Ligaduras Neuromusculares

Para que servem?

Há mais de 30 anos que foram criadas, apesar de só recentemente se verificar a difusão e massificação do método. São utilizadas para auxiliar na recuperação de uma lesão.

E como funcionam?

São bandas de tecido, elásticas, adesivas e resistentes à água e transpiração. A sua “magia” encontra-se na elasticidade que possuem, porque procura mimetizar a da pele humana. A nossa pele possui uma grande diversidade de recetores à superfície e também mais profundos, com as mais diversas funções e ligações ao Sistema Nervoso Central. Quando colada, esta banda vai estimular estes recetores, provocando um determinado efeito sobre o que estiver por baixo, seja pele ou músculo. Assim, a ligadura vai aumentar a estimulação ou inibir um determinado músculo ou grupo muscular. Produz-se assim, um efeito neurofisiológico.

Em que problemas são mais utilizadas?

Há um grande leque de situações e é complicado mencionar condições concretas, porque não se pretende tratar determinado problema, mas sim, intervir sobre um determinado sintoma ou sinal desse problema. De qualquer forma, é frequente serem aplicadas em roturas musculares de uma forma geral e em dor lombar de várias origens.
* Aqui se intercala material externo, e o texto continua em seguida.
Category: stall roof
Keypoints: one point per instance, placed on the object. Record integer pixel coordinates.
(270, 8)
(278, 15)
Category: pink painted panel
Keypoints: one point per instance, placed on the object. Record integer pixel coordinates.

Posso aplicar a ligadura neuromuscular sozinho?

A resposta correta é não. No entanto, se o leitor for um profissional de saúde e formado nesta técnica, pode. É importante salientar que a maior parte não o poderá fazer.

Para aplicar uma ligadura destas é necessário ter conhecimentos anatómicos e de anatomia palpatória que não se adquirem com o vendo vídeos nas Redes Sociais.

Quando se coloca uma ligadura, por exemplo, num ombro, pretende-se que esta se sobreponha em determinadas estruturas, cuja forma e localização difere de qualquer outro ombro (incluindo numa mesma pessoa), e que esta inicie e acabe em determinado sitio, e/ou que se esquive de determinada zona até. Depois, a ligadura a aplicar é sempre criada no momento, e a sua forma e tamanho tem em conta o efeito a produzir, o tamanho do local do corpo a cobrir ou outras contingências.

Concluindo, a utilização desta técnica depende de um conhecimento anatómico prévio, e dos efeitos da própria ligadura mediante a forma como é aplicada, deve ser utilizada por um profissional, com cuidado, de forma específica para uma pessoa específica.